Since the financial crisis, corporate lawyers have wanted to build the ultimate iron-clad merger contract that prevents buyers with cold feet from retiring.
The “bulletproof” modern deal is now facing one of its biggest tests, as Elon Musk, the Tesla boss and the richest man in the world, openly entertains the possibility of dropping his $ 44 billion deal for Twitter.
Musk said in a tweet this week that “the agreement can not go ahead” before the social media platform provides detailed data about fake accounts, a request that Twitter seems unlikely to meet. Twitter’s board has meanwhile stated its commitment “to complete the transaction at the agreed price and terms as soon as practicable.”
Just leaving the deal is not an option. Musk and Twitter have both signed the merger agreement, stating that “the parties … will use their respective reasonable efforts to complete and streamline the transactions contemplated in this agreement.”
With tech stocks falling – pulling down the price of Tesla shares that form the basis of Musk’s fortune and the security of a margin loan to buy Twitter – all eyes are on the mercury billionaire’s next move.

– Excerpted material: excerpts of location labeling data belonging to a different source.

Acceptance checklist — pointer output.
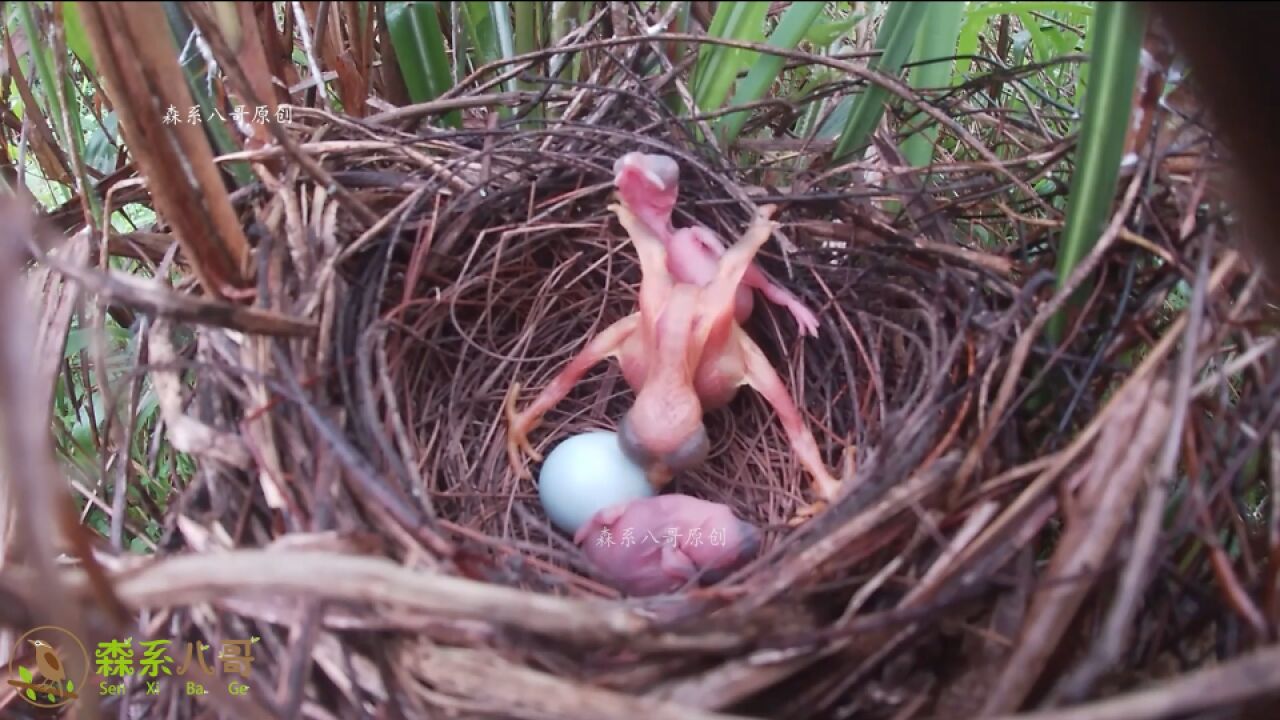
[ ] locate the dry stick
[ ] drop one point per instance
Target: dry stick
(191, 579)
(1024, 343)
(1060, 460)
(891, 85)
(1249, 677)
(211, 32)
(1138, 570)
(526, 693)
(27, 466)
(1105, 501)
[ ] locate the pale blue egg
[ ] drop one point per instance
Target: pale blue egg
(585, 474)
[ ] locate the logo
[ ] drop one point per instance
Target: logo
(51, 668)
(55, 670)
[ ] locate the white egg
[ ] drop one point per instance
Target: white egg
(585, 474)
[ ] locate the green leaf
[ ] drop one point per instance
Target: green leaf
(1107, 105)
(714, 74)
(420, 50)
(937, 39)
(481, 31)
(967, 44)
(895, 41)
(826, 32)
(1041, 44)
(791, 28)
(77, 40)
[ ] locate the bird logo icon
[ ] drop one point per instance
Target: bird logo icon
(49, 665)
(55, 669)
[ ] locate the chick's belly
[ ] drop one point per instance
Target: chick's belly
(630, 561)
(634, 361)
(718, 378)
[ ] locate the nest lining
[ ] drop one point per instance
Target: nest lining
(501, 285)
(497, 260)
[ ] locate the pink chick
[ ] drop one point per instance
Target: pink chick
(649, 185)
(654, 545)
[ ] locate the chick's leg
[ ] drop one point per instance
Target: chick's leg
(780, 295)
(656, 279)
(753, 278)
(764, 379)
(519, 424)
(720, 295)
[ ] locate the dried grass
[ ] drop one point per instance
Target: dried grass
(355, 509)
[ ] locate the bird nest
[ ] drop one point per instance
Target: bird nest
(403, 561)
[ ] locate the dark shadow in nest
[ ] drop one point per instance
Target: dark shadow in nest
(507, 279)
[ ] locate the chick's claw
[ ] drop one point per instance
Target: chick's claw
(807, 513)
(517, 434)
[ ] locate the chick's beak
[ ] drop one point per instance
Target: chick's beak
(635, 163)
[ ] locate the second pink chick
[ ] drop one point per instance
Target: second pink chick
(654, 545)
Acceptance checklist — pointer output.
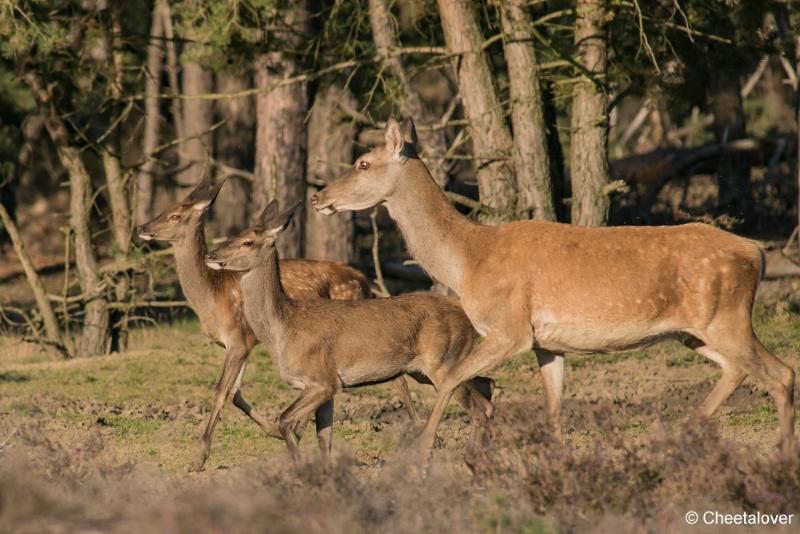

Could Musk walk away for $ 1 billion?
The deal includes a $ 1 billion “reverse termination fee” that Musk would owe if he withdrew from the merger deal. But if all other closing conditions are met and the only thing left is for Musk to show up at the close with his $ 27.25 billion in equity, Twitter could try to get Musk to close the deal. This legal concept, known as “specific performance”, has become a common feature of geared buyouts since the financial crisis.
In 2007 and 2008, gired buyouts typically included a reverse termination fee that often allowed a company that supported the acquisition to pay a modest 2 to 3 percent of a contract’s value to get out. Sellers at the time believed that private equity groups would follow up and close their transactions to maintain their reputation. However, some withdrew from these agreements, leading to several lawsuits involving prominent companies such as Cerberus, Blackstone and Apollo.
Since that era, sellers have implemented much higher termination fees as well as specific performance clauses that effectively require buyers to close. Most recently, a Delaware court in 2021 ordered the private equity group Kohlberg & Co to close the acquisition of a cake decorating business called DecoPac.
Kohlberg had claimed that it was allowed to withdraw from the agreement because the DecoPac business had suffered a “significant negative effect” when the pandemic hit between signing and closing. The court rejected that argument and ruled that DecoPac could force Kohlberg to close – which it did.